Employers often complain about productivity in the workplace, and with good reason: almost two trillion dollars are lost each year due to low productivity. To help improve productivity, many businesses are turning to technology. One of the main ways technology can help improve the workplace is by giving rise to new sectors, ideas and — fewer of doing things, as we have seen with Bangladesh’s service sector growth. Technology’s most important disruption to business might just be the elimination of the traditional workspace and the growth of virtual teams and remote work.

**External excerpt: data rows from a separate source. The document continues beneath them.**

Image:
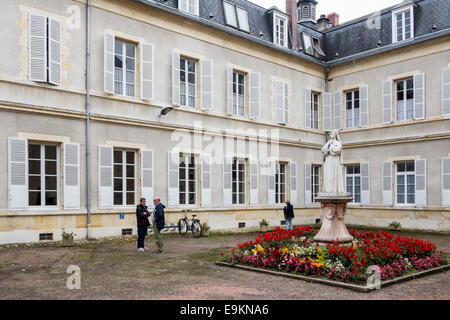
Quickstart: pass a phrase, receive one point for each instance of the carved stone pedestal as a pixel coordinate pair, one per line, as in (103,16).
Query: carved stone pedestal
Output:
(334,207)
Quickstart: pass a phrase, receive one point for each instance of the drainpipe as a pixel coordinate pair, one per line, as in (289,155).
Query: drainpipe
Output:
(88,115)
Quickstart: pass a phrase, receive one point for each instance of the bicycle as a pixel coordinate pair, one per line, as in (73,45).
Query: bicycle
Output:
(193,225)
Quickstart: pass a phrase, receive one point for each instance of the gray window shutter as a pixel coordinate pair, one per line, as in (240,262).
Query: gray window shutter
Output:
(17,173)
(446,92)
(147,71)
(105,177)
(229,90)
(308,191)
(206,181)
(446,182)
(255,94)
(387,183)
(173,164)
(206,85)
(71,176)
(147,175)
(364,105)
(254,180)
(271,183)
(55,52)
(337,110)
(37,47)
(294,190)
(419,96)
(109,62)
(327,111)
(176,79)
(421,182)
(365,183)
(227,181)
(307,106)
(387,101)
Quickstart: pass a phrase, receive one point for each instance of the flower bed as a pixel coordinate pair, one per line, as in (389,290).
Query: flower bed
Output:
(296,252)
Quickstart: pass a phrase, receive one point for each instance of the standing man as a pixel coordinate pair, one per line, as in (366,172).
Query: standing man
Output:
(142,216)
(289,215)
(158,223)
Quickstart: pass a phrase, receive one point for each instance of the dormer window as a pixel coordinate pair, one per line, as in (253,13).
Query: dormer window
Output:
(189,6)
(403,24)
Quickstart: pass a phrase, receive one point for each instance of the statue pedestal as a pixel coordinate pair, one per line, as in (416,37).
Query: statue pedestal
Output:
(334,207)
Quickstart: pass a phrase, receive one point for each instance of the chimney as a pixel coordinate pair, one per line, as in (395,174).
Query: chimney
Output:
(291,10)
(334,18)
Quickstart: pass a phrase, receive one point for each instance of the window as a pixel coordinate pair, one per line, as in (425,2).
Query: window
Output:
(43,175)
(405,99)
(315,182)
(187,180)
(403,25)
(352,109)
(280,182)
(405,182)
(280,31)
(238,94)
(353,179)
(238,181)
(124,68)
(124,177)
(188,83)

The Growth of Virtual Teams
Telecommuting has been around for quite a while, and it is only growing in popularity. Businesses are slowly beginning to realize the benefits of allowing employees to work from home. Fewer employees on site equal major savings. The office space doesn’t need to be as big, not as many desk computers are needed, fewer cubicles need to be purchased, fewer amenities need to be stocked, less electricity and bandwidth is required and so forth. As a result, not only are employers allowing more employees to work from home, but some businesses operate on a completely remote basis, with no centralized office space at all.
Managing the Virtual Team
That isn’t to say that virtual teams don’t come with their challenges. It’s vital for managers to understand the importance of developing their team, even if it is a virtual one. The importance of developing strong relationships with team members doesn’t just go away without physical proximity. Communication becomes all the more important when the environment is entirely virtual. Use technology to your advantage and leverage tools like persistent IM, workspaces and other platforms to stay “plugged in” to each other.

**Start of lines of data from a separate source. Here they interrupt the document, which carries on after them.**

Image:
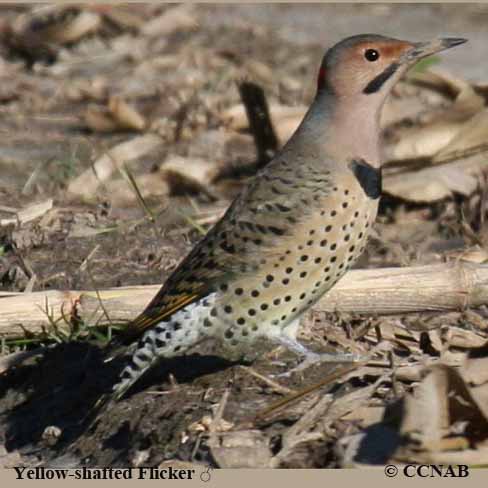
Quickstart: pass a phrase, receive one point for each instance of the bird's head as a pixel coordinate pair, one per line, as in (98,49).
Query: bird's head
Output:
(370,64)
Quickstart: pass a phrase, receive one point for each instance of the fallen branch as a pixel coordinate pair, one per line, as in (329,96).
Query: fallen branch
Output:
(442,287)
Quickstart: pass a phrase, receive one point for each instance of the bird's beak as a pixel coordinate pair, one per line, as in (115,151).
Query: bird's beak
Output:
(422,49)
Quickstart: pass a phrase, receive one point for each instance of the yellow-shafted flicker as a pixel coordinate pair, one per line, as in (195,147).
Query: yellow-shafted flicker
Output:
(295,230)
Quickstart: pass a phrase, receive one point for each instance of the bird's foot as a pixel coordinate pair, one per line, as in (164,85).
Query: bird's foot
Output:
(312,358)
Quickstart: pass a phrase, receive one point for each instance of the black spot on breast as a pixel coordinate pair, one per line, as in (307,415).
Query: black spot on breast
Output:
(368,177)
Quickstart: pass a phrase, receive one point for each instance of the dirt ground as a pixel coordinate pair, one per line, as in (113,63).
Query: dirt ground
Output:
(68,96)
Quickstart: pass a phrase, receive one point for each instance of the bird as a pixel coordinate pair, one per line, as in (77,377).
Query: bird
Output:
(294,230)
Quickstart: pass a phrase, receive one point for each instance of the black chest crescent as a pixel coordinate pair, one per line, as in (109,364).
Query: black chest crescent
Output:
(368,177)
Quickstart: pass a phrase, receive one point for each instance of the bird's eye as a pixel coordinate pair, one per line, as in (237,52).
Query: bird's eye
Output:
(371,54)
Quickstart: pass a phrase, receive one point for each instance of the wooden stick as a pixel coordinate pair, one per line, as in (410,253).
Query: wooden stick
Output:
(441,287)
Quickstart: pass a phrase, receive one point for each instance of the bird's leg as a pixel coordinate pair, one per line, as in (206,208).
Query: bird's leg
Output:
(311,357)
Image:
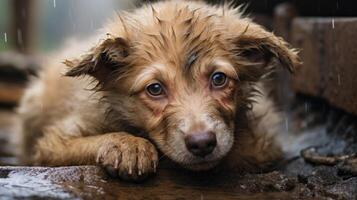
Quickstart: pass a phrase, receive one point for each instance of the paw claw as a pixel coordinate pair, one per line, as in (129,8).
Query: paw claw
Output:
(130,162)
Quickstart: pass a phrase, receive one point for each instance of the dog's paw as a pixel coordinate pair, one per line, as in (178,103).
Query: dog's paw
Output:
(130,158)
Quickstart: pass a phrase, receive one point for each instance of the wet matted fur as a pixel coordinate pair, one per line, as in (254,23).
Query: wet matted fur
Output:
(91,104)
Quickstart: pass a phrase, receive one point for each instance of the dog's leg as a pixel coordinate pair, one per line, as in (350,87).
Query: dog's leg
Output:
(121,154)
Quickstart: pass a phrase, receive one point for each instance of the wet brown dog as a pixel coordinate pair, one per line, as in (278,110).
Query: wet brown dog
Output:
(176,76)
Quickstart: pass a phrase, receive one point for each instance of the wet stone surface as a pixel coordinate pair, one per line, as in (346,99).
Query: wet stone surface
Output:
(327,169)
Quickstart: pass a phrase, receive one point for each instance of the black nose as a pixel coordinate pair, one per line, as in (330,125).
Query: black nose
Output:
(201,143)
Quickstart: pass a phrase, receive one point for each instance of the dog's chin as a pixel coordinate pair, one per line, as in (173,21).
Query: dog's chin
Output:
(201,166)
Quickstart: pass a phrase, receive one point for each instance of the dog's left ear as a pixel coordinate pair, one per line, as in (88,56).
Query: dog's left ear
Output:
(257,48)
(101,61)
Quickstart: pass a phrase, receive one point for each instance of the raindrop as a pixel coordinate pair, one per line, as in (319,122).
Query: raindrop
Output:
(19,36)
(333,23)
(338,79)
(306,107)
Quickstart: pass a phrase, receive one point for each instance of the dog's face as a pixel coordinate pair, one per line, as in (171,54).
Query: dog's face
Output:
(179,71)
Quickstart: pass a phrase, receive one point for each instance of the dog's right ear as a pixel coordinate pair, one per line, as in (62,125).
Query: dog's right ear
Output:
(102,61)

Virtual teams are already at an advantage because the talent pool is theoretically unlimited. While a centralized physical business can only consider candidates who are within commuting distance, a virtual team faces no limits at all. This means that virtual teams can be more diverse than traditional teams because the usual barriers facing recruitment for traditional teams just aren’t there. And of course, virtual teams provide a much better work-life balance since members do not have to plan their lives around the traditional “get up, go to work, work, go home” schedule imposed by the old way of doing things.
It might seem intimidating for a business to become virtual, especially if it has existed in a traditional formation for so long. But in business, it’s important to try out new ideas and see what works best. Don’t stand on ceremony and let a powerful innovation pass you by.